2006-11-22 / News

Island nail inventor achieves celebrity status

By Heather M. Lightner

You may not know it, but there is something of a celebrity living right here on the island. It might be easy to miss him since he's modest about his achievement, but his achievement is great, so great, in fact, that it won Popular Science magazine's highest award, the "Best of What's New" award and is featured in the December issue of the magazine.

Every year the editors of Popular Science review thousands of new products and technologies in order to find 100 breakthroughs in 10 different categories: automotive, computing, gadgets, home entertainment, personal health, aviation and space, engineering, home, recreation, and general innovation. This year, in addition to the "Best of What's New" award, the magazine also honored one product as the overall outstanding "Innovation of the Year" award - an award that belongs to Jamestown resident Ed Sutt and his innovative HurriQuake nail.

Sutt, who is the engineering manager of fastener technology at Bostitch in East Greenwich, has been studying the relationship between wind velocity and the failure of wood frame houses since his time at Clemson University, where he earned a PhD in civil engineering. Six years at Bostitch and hundreds of prototypes later, Sutt, also known as Dr. Nail, developed the Hurri- Quake nail, a nail that holds promise of reducing damage to buildings in the event of a hurricane or an earthquake.

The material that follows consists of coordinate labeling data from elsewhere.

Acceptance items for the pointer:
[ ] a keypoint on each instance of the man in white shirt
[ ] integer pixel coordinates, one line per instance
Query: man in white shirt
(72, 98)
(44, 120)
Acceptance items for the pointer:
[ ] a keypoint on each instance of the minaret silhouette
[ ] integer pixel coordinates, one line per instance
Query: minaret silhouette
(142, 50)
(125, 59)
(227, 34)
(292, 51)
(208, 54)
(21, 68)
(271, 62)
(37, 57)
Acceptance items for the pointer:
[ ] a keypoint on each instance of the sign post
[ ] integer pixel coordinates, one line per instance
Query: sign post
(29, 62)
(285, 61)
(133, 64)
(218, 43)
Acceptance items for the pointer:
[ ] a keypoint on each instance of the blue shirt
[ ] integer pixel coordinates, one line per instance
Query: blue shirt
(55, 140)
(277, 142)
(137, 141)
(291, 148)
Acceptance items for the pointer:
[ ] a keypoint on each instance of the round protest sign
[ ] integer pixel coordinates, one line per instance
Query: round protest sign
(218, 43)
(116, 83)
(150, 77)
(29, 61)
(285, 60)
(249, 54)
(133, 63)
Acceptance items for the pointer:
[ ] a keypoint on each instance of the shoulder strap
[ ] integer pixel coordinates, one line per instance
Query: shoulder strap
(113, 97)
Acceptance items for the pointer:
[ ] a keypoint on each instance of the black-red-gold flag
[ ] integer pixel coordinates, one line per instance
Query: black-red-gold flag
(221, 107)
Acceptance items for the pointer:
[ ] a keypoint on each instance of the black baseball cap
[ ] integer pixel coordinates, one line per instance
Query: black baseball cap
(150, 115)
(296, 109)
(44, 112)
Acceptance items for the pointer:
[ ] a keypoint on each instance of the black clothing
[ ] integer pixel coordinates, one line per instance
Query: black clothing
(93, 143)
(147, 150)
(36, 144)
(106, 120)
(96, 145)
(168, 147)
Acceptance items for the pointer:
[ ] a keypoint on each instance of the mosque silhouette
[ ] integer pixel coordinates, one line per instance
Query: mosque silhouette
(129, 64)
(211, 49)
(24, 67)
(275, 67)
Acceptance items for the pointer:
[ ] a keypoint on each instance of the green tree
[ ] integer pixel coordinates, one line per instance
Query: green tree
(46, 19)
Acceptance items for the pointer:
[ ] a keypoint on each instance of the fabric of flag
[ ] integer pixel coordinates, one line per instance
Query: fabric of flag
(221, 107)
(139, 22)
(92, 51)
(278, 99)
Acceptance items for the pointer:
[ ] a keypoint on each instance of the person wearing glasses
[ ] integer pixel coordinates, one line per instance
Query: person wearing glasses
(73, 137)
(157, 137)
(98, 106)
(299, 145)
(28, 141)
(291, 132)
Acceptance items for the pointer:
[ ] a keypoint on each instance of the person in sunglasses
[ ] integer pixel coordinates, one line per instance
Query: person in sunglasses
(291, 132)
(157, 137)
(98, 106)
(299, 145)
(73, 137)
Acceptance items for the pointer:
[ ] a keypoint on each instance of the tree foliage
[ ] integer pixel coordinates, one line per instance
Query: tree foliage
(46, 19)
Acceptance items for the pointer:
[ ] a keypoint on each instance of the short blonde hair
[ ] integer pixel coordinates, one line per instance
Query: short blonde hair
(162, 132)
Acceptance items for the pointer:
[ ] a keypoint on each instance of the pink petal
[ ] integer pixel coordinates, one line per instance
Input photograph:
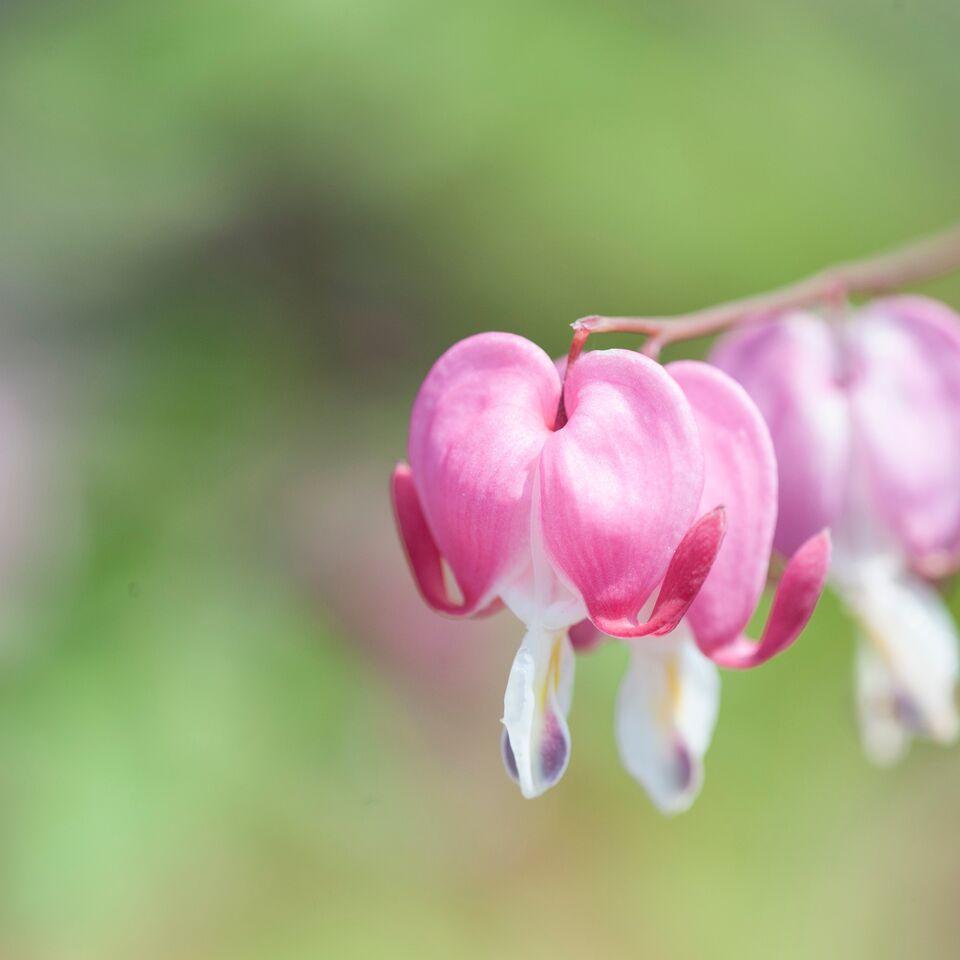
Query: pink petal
(740, 475)
(905, 403)
(421, 550)
(688, 569)
(584, 636)
(796, 597)
(479, 423)
(620, 483)
(793, 371)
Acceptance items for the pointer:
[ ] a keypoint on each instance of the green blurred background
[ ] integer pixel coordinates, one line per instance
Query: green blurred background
(234, 235)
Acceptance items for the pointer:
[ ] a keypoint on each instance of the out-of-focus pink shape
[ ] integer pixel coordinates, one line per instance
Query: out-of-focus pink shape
(741, 474)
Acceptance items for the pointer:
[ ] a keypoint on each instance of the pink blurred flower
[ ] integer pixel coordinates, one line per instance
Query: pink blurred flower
(865, 418)
(562, 523)
(669, 700)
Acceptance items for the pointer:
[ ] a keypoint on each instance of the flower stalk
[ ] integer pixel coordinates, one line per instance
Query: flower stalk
(922, 260)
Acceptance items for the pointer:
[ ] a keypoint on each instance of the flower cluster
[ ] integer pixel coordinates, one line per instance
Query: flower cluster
(619, 498)
(865, 417)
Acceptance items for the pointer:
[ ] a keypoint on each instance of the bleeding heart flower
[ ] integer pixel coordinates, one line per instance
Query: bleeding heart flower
(668, 703)
(581, 523)
(865, 418)
(559, 524)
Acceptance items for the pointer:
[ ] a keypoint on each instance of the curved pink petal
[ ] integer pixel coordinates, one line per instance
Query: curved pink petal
(740, 474)
(793, 371)
(794, 602)
(421, 551)
(905, 404)
(620, 482)
(479, 423)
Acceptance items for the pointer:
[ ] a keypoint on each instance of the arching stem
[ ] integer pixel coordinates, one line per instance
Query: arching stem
(922, 260)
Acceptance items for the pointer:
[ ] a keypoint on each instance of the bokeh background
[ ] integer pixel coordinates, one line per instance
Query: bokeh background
(233, 237)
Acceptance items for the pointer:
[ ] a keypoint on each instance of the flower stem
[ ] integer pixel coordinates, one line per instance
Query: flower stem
(921, 260)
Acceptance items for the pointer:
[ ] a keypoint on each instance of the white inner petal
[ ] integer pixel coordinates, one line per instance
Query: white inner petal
(907, 666)
(535, 706)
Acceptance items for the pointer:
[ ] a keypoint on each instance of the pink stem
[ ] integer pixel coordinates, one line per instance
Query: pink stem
(918, 261)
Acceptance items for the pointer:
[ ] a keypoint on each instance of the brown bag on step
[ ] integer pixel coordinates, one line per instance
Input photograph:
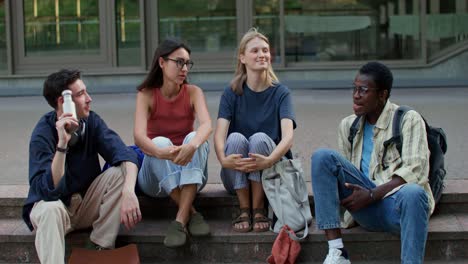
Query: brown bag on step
(123, 255)
(285, 250)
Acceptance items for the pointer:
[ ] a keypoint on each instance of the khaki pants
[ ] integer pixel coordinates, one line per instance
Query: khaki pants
(100, 208)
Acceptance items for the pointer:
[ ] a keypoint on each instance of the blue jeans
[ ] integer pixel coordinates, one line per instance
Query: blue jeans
(405, 212)
(236, 143)
(158, 177)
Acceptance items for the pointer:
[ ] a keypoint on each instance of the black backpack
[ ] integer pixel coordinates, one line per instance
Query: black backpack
(436, 140)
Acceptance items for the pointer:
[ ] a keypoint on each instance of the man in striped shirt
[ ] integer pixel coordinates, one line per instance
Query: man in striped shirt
(388, 193)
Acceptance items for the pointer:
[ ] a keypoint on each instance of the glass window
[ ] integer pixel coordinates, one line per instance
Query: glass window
(128, 32)
(447, 24)
(61, 27)
(3, 55)
(347, 30)
(208, 26)
(266, 19)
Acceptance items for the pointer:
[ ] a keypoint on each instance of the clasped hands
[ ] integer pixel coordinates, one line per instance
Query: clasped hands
(255, 162)
(180, 155)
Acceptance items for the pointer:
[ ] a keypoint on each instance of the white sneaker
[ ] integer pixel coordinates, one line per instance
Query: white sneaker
(335, 257)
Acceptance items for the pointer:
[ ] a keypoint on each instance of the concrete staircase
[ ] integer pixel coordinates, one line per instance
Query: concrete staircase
(447, 240)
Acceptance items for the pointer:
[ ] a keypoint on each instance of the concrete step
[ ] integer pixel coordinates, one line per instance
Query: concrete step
(214, 202)
(447, 242)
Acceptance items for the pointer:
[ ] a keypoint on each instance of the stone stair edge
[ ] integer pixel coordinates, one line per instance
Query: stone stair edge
(441, 227)
(456, 191)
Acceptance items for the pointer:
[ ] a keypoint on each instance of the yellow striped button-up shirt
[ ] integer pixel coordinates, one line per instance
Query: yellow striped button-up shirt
(412, 165)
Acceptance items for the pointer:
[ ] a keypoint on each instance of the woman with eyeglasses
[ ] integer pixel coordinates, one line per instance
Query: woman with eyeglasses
(254, 130)
(176, 154)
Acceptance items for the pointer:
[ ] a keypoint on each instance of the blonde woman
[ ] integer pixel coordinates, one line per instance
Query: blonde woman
(254, 129)
(175, 154)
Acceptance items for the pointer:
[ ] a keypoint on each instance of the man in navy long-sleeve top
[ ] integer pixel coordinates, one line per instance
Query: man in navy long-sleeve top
(67, 190)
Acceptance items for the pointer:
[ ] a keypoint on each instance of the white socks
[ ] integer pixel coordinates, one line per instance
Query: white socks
(335, 243)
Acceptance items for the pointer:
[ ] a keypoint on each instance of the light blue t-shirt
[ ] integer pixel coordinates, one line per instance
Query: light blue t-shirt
(367, 147)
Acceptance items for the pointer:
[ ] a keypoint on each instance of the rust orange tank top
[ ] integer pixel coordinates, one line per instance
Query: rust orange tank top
(171, 118)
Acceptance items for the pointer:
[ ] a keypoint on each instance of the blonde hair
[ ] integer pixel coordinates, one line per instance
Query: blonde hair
(240, 76)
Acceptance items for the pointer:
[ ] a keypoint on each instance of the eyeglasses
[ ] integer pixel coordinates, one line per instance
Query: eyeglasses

Compared to standard sheathing nails, the HurriQuake nail offers up to twice the resistance to high-wind conditions, also referred to as uplift capacity. Two independent laboratory tests found that the HurriQuake nail can withstand uplift forces of up to 271 pounds per square foot. With its 25 percent larger nail head and unique geometric ring designed shank, the high-tech nails can withstand wind conditions and gusts of up to 170 miles per hour.

The HurriQuake nail's design has also been found to deliver up to 50 percent more resistance to earthquake conditions, which can greatly reduce structural damage to buildings.

Earthquakes create stress at an angle perpendicular to the nail, also known as sheer load, which explains why damaged structures often sag or lean after earthquakes.

Made of high quality carbon steel alloy, the HurriQuake nail is a little more expensive than the standard nail, but well worth the expense. "The additional cost to use HurriQuake nails on an average 2,000-square-foot home is less than $15," explains Sutt. "It's a small investment when you consider the fact that it may save thousands of dollars in the long run."

The nail, which has been on sale since June 2006, has been marketed mainly in the Gulf region of the country, where residents are far too familiar with the damage associated with hurricanes. Sutt says the nail will most likely go to mass marketing beginning in the first quarter of the new year.

"We've focused on the areas most aware of the issue (hurricanes)," explains Sutt.

"There's not as much awareness of hurricanes in New England."

Still, Sutt believes people in New England need to be more aware of the potential for hurricanes in the area and says he hopes that people will think about their choices in fasteners when they build their next house or remodel their existing home. By carefully choosing even standard nails, people can improve the quality of their homes and eliminate a common complaint of woodframed homes - squeaky floors.

"I think on a personal level the thing that I'm most excited about with the nail is that I think people don't think too much about fasteners that put together a wood framed house," explains Sutt. "I'm hoping that contractors or homeowners will think twice about the fasteners that go into their homes."

Currently, Sutt and his team at Bostitch are working on a new fastener, one that is "even better" than the HurriQuake nail. Though he couldn't give specific details of the project, he did say it was "really exciting." He notes, "We're constantly looking to improve fasteners."

Sutt, who is quick to divert the spotlight away from himself, credits his team at Bostitch for the creation of the HurriQuake nail and also the award. "There was a whole team of people that made it happen. It wasn't just me. It was a team effort that made it happen. It's really an award for Bostitch," says Sutt.

Though Sutt is obviously pleased with the recognition the HurriQuake nail has received, he remains humble nonetheless. "There's a guy growing a bladder in a Petri dish - I feel sort of bad the nail beat that guy," Sutt says, chuckling. "I'm still amazed that we won. It's really amazing."